Execution Strategies

Overview

NodeTool supports multiple execution strategies through the JobExecutionManager:

  • Threaded — lowest overhead; runs inside the API process for fast dev feedback.
  • Subprocess — isolates Python state per job while staying on the host.
  • Docker — strongest isolation with configurable CPU/GPU/memory limits.
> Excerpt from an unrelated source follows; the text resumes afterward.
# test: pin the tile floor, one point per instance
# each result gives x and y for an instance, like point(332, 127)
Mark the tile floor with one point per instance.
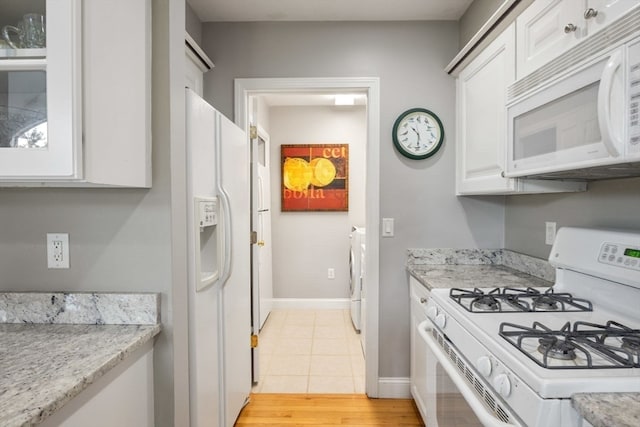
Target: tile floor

Use ENV=test to automatically select in-memory storage and test-ready defaults.

Threaded Execution

  • Enabled by default for local development.
  • Shares process memory; best for lightweight notebook-style workflows.
  • Configure max concurrency via THREAD_POOL_SIZE (fallback to CPU count).
  • Avoid blocking calls in hot paths; prefer async nodes or background workers.

Subprocess Execution

  • Starts a Python child process per job to isolate imports and state.
  • Good for heavier CPU tasks without Docker overhead.
  • Communicates progress via pipes; streaming is supported.
  • Honor graceful shutdown by handling SIGTERM in long-running nodes.

Docker Execution

  • Use for strongest isolation, GPU scheduling, and clean dependency boundaries.
  • Resource limits: set DOCKER_CPU_LIMIT, DOCKER_MEMORY_LIMIT, DOCKER_SHM_SIZE, and DOCKER_PIDS_LIMIT for each job.
  • Security: run with non-root users when possible (DOCKER_USER), drop NET_ADMIN, mount only required volumes, and avoid host networking for untrusted jobs.
  • Images: use minimal base images and pin tags; ComfyUI images should include compatible CUDA/cuDNN versions.
  • Pull policy: cache images locally for speed; tag per workflow to avoid drift.

Resource Limits

  • Threaded/Subprocess: control concurrency with MAX_WORKFLOW_THREADS and per-job timeout values.
  • Docker: combine CPU/memory/pid/shm limits plus GPU device lists; prefer --gpus '"device=0"'-style constraints for predictable scheduling.
  • Storage: keep asset buckets private or signed; clean temp dirs after each job.

Security

  • Require auth (AUTH_PROVIDER=static or supabase) in shared environments.
  • Disable terminal WebSocket in production (NODETOOL_ENABLE_TERMINAL_WS unset).
  • Ensure proxy TLS termination for all non-public endpoints.
  • Rotate worker and proxy tokens via your secrets manager.
  • For Docker, never mount the host Docker socket into jobs; prefer a thin supervisor.

Testing

  • Threaded/Subprocess: pytest -q tests/workflows/test_threaded_job_execution.py and tests/workflows/test_subprocess_job_execution.py.
  • Docker: pytest -q tests/workflows/test_docker_job_execution.py and tests/workflows/test_docker_runners_e2e.py (requires Docker and optional GPU).
  • Use pytest --cov=src for coverage; add workflow fixtures in tests/conftest.py.

Troubleshooting

  • Streaming stalls: check WebSocket/SSE logs and ensure stream=true or WebSocket connection is open.
  • Resource exhaustion: raise per-job timeouts and lower concurrency; confirm Docker limits match hardware.
  • GPU issues: verify drivers and container runtime, and match CUDA versions between host and image.
  • Cleanup: ensure temp paths and volume mounts are pruned between runs.

Design Notes (previous refactoring memo)

  • The refactor consolidated job orchestration into JobExecutionManager with pluggable runners.
  • Execution runners emit typed events consumed by messaging layers for WebSocket and SSE streaming.
  • Future improvements: unified tracing, per-node resource hints, and sandbox profiles for untrusted workloads.